Spécialisée dans le transfert d’argent international, la fintech revendique 10 millions de clients, 5 milliards de transactions transfrontalières par mois, dont 34% de transferts internationaux instantanés. Cette année, elle ambitionne d’aller plus loin que les transferts d’argent, en travaillant sur les services bancaires internationaux. «Ce n’est pas une chose à laquelle nos concurrents s’attaquent vraiment», estime le dirigeant, qui se compare à la fois à des spécialistes du transfert d’argent comme Western Union et à des acteurs bancaires, à l’instar du service PagoFX lancé il y a un an par Santander.
Critiques en matière de conformité
La fintech compte rendre sa carte de débit, dont 1,4 million d’exemplaires ont été délivrés, accessible au plus grand nombre. Elle vient de lancer des cartes de débit au Canada et en Turquie, lui permettant de couvrir dix devises. Wise, qui revendique avoir «des caractéristiques bancaires internationales», ne dispose pourtant pas d’une licence bancaire complète. Elle envisage de développer des servicesd’investissementet d’épargne au cours de l’année.

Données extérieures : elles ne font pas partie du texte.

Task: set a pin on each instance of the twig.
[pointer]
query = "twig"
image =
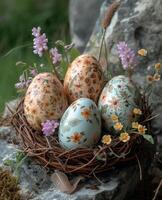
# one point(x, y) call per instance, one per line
point(140, 168)
point(157, 190)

Rentable depuis 2017, la fintech a dégagé 303 millions de livres sterling (350 millions d’euros) de revenus pour l’année fiscale se terminant en mars 2020, et un bénéfice net de 21,3 millions de livres. Malgré ces performances, Wise a encore des progrès à faire en matière de conformité et de risque de criminalité financière. «Nos équipes diffusent régulièrement des informations afin de donner aux gens les outils nécessaires pour mieux se protéger», affirme pourtant Kristo Käärman.
Son nouveau nom serait-il lié à son projet d’introduction en Bourse (IPO) prévu à Londres cette année ? Pas de commentaire de la part de son patron. Valorisée 5 milliards de dollars, la fintech aurait chargé les banques Goldman Sachs et Morgan Stanley de coordonner son IPO. «Des rumeurs circulent sur nos projets depuis des années. Nous en reparlerons si et quand il y aura quelque chose à dire», conclut Kristo Käärman.